Vlora, Durazzo, sono le scritte sulla poppa. È una nave mercantile, partita dall’Albania il giorno prima. Ma quando arriva al porto di Bari, l’8 agosto 1991, non porta mercanzia, a meno che non si vogliano considerare merci ventimila esseri viventi. Sono uomini, donne, bambini. Molti di più gli uomini: magri, vestiti come noi vent’anni prima. Sembra di rivedere un film di Pasolini: Accattone, Mamma Roma o La ricotta. Sono chiusi nelle stive della nave, accalcati sul ponte, appesi alle travi delle alberature. Un grappolo umano di ventimila acini. Un grappolo umano, tenuto insieme dalla forza della disperazione, della volontà, dalla mano di un Dio misericordioso.
Da vedere in TV fu una cosa spaventosa, e non uso l’aggettivo a sproposito. Fa spavento vedere ventimila persone accalcate su una fasulla isola di ferro.

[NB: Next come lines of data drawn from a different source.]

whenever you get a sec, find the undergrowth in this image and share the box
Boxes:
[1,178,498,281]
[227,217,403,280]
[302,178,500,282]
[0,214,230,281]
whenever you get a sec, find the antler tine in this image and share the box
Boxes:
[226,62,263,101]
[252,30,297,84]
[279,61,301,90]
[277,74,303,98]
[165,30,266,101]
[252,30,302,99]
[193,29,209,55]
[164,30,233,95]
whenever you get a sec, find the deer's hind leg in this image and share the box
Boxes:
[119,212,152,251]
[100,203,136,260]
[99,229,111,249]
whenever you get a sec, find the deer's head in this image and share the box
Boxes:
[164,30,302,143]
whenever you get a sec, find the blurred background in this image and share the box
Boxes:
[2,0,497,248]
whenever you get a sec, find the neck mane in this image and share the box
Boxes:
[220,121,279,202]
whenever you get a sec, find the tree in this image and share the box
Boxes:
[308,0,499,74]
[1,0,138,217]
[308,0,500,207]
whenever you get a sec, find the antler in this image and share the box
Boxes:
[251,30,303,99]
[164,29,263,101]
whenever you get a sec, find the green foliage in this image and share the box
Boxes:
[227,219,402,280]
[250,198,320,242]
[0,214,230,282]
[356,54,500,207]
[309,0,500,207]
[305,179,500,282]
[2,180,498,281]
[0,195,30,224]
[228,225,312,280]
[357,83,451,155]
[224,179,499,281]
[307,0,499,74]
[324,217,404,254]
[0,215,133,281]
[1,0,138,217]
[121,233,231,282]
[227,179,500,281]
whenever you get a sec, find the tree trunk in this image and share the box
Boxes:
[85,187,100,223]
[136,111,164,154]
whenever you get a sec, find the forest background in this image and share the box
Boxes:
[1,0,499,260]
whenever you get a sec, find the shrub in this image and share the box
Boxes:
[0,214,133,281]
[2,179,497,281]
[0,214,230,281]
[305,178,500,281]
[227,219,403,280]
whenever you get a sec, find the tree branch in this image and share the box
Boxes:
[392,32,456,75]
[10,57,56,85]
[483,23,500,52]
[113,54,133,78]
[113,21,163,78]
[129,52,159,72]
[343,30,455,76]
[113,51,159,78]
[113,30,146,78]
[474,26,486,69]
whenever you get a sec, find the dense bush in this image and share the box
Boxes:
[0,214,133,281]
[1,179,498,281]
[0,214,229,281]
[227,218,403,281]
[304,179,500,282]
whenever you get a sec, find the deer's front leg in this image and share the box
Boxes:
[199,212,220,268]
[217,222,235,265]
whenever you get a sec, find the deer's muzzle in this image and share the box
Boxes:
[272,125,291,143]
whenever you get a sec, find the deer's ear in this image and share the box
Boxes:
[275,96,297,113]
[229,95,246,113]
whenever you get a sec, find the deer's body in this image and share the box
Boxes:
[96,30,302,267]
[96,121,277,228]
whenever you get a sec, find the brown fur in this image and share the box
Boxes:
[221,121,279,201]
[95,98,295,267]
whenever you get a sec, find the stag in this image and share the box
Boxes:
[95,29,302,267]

Fa spavento vederli tuffare in mare per raggiungere la riva, sbarcare sul molo. Fa spavento vederli rinchiusi in uno stadio di calcio. Perché questo accadde: gli sbarcati, non sapendo dove metterli, furono portati nello stadio di Bari, e molti vi restarono per giorni. Sembrava di rivivere l’incubo cileno, con i nemici di Pinochet rinchiusi negli stadi come bestie al Colosseo. Scoppiarono risse. Un giornalista celebre si aggirava all’esterno delle gradinate domandando se dentro ci fossero morti. La polizia gettava il cibo con gli elicotteri.
Molti di loro, buttatisi dalla murata della nave o sfuggiti ai controlli, si dispersero per la città. Guardavano le vetrine dei negozi incapaci di credere a quel che vedevano: cibo, soprattutto. Un altro aggettivo che non mi vergogno di usare è biblico. Fu un episodio biblico, con tutto ciò che questo aggettivo lascia intendere. Molti di quegli uomini furono fatti salire, più o meno con l’inganno, su aerei militari e rimpatriati con un paio di jeans, una camicia e cinquantamila lire. Per tradire la loro fiducia, fummo così meschini e vili che non ce la sentimmo di ammansirli con trenta denari.